Writing in The New York Times two days after the ruling, Bollinger explained that the decision in Fisher “is a profound relief, and a cause for celebration among those of us in higher education who have long insisted that affirmative action is vital to our schools’ missions and to society as a whole. The ruling means we can continue to assemble diverse student bodies and it has validated college administrators’ judgment about the qualities needed to achieve educational goals.”
To understand the source of that relief, one must consider that Bollinger has been at the center of the public and legal debate over affirmative action for nearly two decades. In 1997, when he was president of the University of Michigan, the admissions policies of the university and its law school were separately challenged in court as unconstitutional. Confronted with a decision about the costs and benefits of defending the school’s race-conscious admissions policies by aggressively litigating these cases, Bollinger took the view that doing so was essential to the educational mission of a great research university.
Those two cases, Grutter v. Bollinger and Gratz v. Bollinger, were decided by the Supreme Court in 2003, not long after Bollinger became Columbia’s president, and they would provide the framework for the latest round of legal challenges to affirmative action waged in Fisher. Specifically, in the Grutter case, the Supreme Court authorized the heads of colleges and universities to decide that the racial diversity of a student body enhanced the educational mission of their institutions and that race could therefore be considered among the many factors at play in making admissions decisions. Abigail Fisher, a white woman from Sugarland, Texas, decided to challenge the status quo established by Grutter after she was denied admission to the University of Texas in 2008.
Fisher’s lawsuit was based on a set of facts specific to the unusual admissions policies of the University of Texas. The university employs a hybrid arrangement that admits all in-state students graduating in the top 10 percent of their respective high school classes and also considers race as one of several factors in filling out the rest of its incoming freshman class.
President Bollinger repeatedly advanced the argument over recent years, in regular press interviews, public speeches and columns in publications from The New Yorker and The Washington Post to Slate and the Harvard Law Review, that the claims made by Fisher failed to justify a reversal of Grutter or a turning away from the nation’s commitment to racial integration first embraced in the landmark 1954 Supreme Court decision in Brown v. Board of Education.
Months before the decisive Fisher ruling, he wrote in Time magazine: “It has always seemed self-evidently wrong to me to abandon affirmative action when the goal of an integrated society is so clearly unrealized. To reverse affirmative action in higher education now, as the Fisher case threatens to do, is to pull a thread that could unravel the progress that has allowed so many sectors of our society to become more genuinely inclusive and reflective of a diverse nation.”

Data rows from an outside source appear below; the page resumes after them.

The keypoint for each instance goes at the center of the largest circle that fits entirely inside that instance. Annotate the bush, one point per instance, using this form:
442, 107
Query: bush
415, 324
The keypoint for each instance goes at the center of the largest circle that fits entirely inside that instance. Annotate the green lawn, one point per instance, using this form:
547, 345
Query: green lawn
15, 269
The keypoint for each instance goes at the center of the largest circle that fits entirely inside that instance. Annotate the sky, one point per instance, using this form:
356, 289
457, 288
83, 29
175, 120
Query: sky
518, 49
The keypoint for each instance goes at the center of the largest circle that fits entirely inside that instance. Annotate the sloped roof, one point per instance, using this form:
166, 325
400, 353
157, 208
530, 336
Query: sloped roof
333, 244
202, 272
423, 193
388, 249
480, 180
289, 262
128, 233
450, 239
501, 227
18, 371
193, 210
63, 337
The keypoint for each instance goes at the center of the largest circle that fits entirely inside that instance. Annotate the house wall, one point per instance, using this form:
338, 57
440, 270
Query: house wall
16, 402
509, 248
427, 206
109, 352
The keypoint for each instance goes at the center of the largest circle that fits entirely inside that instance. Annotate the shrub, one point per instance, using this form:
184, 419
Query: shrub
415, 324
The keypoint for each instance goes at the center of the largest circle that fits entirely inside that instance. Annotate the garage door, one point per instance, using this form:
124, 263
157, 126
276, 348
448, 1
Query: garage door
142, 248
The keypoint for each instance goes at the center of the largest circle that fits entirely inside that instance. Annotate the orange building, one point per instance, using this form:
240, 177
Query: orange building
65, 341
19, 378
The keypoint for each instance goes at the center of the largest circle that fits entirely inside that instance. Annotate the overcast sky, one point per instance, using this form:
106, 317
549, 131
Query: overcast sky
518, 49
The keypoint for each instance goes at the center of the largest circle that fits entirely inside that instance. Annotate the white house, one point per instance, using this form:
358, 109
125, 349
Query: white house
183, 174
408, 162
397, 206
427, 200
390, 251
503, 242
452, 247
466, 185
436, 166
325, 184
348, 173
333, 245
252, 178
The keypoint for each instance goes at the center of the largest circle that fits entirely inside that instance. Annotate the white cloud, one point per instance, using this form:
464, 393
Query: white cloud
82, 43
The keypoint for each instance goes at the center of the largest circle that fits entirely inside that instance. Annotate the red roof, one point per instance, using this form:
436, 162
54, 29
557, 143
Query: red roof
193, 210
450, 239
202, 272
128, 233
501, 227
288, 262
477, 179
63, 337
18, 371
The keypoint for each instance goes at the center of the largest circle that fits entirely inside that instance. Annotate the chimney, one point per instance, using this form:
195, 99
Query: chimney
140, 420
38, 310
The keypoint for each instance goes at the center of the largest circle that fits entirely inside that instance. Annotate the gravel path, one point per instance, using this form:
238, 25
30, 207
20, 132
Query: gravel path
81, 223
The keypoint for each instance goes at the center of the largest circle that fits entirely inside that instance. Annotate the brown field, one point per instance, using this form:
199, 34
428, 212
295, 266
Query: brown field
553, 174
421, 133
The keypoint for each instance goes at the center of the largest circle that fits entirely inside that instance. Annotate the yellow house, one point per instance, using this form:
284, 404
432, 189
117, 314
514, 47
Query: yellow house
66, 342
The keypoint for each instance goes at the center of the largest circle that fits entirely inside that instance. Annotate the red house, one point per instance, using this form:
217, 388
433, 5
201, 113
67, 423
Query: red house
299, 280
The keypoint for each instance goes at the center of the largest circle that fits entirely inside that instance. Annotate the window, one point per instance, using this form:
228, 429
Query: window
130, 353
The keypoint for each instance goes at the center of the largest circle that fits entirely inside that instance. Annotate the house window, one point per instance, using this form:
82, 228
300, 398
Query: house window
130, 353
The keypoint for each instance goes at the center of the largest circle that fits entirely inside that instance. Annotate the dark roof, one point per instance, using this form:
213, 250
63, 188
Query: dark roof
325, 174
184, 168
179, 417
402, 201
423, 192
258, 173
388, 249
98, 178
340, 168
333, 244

Given his long engagement with this controversial legal and political issue, it is no surprise that Bollinger remains vigilant even in the aftermath of the triumph signified by the Fisher decision.
“It’s worth remembering the limits of today’s affirmative action landscape, even after Fisher,” Bollinger wrote in the Times. “The court’s landmark 1978 decision in Regents of the University of California v. Bakke outlawed quotas, but permitted the consideration of race to achieve a diverse student body; in doing so, it stifled deeper conversations in courtrooms and classrooms about why we need affirmative action and what it can achieve. And by severing the connection between affirmative action and our past, the court forfeited the opportunity to inform America’s conversation about racial discrimination with the awareness that comes only from understanding history.”
That is a task, he said, “that universities are uniquely well suited to perform in our society.”